Similar blooms likely occur in many places along the Arctic's nutrient-rich continental shelf, Arrigo says. How long these under-ice explosions of life have been going on is uncertain, he adds, because it is not year clear how closely tied the blooms are to the thinning sea ice and proliferating melt ponds caused by global climate change. But the size of the observed bloom could mean that current estimates of the rates of so-called primary production—the production of organic molecules that results from phytoplankton consuming nutrients and photosynthesizing—on the Arctic continental shelf may be as much as 10 times too low, the team reports online today in Science. And that would significantly affect scientists' understanding of the changing biogeochemistry of the Arctic, including how much carbon the region can take up.
The magnitude of the phytoplankton bloom is one of the startling findings of the study, says Walker Smith, a biological oceanographer at the Virginia Institute of Marine Science in Gloucester Point, who was not connected with the study. "There are very few places anywhere in the ocean that such a bloom is observed," Smith says. "It's very surprising, both in location and magnitude."
The implications for the food web are unclear. Changes in bloom timing might not be good news for migratory animals, such as gray whales traveling from the Gulf of California to feed in the nutrient-rich waters of the Arctic shelf. "The blooms are happening possibly weeks before the ice begins to retreat," Arrigo says. Timing, he notes, is a really important issue in the Arctic, with its short seasons. "We have no idea how this might be changing those [migratory] patterns."

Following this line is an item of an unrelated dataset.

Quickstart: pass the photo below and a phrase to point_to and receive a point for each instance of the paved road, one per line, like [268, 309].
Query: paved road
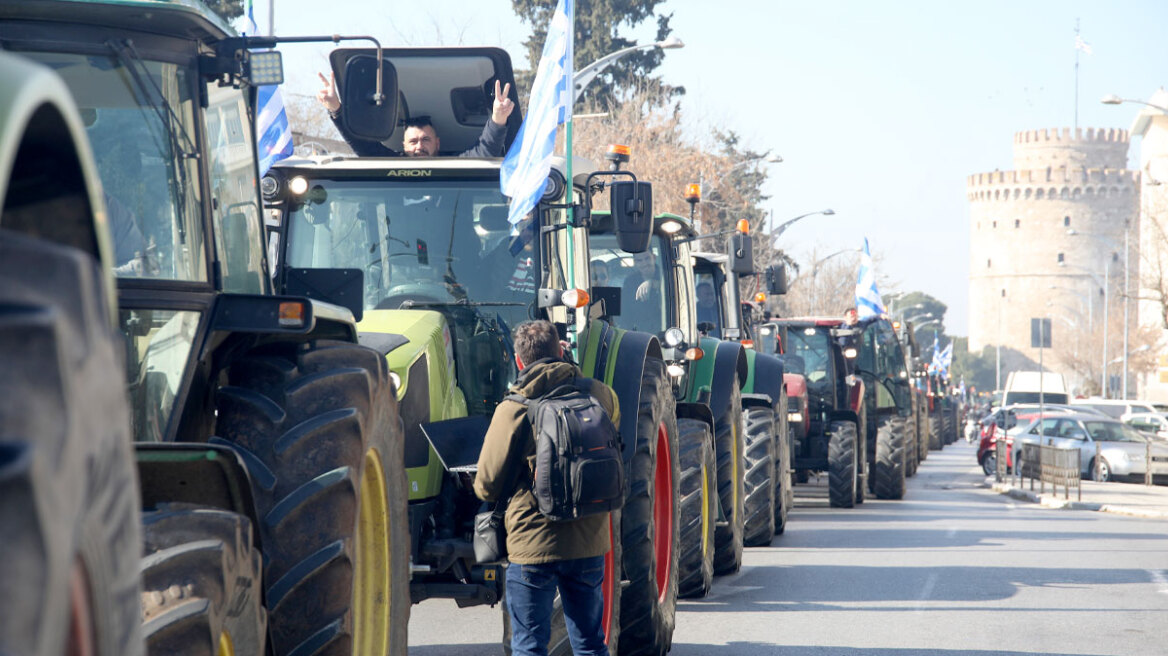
[954, 569]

Indeed, it's hard at this point to extrapolate the effect to the entire food web, Smith says. "It's entirely possible that it would be a disaster, and entirely possible they could adapt to this change fairly easily—most likely it's in between. The fauna tends to be smarter than we give them [sic] credit for, in terms of adaptations and acclimations which they undergo in response to changing environment."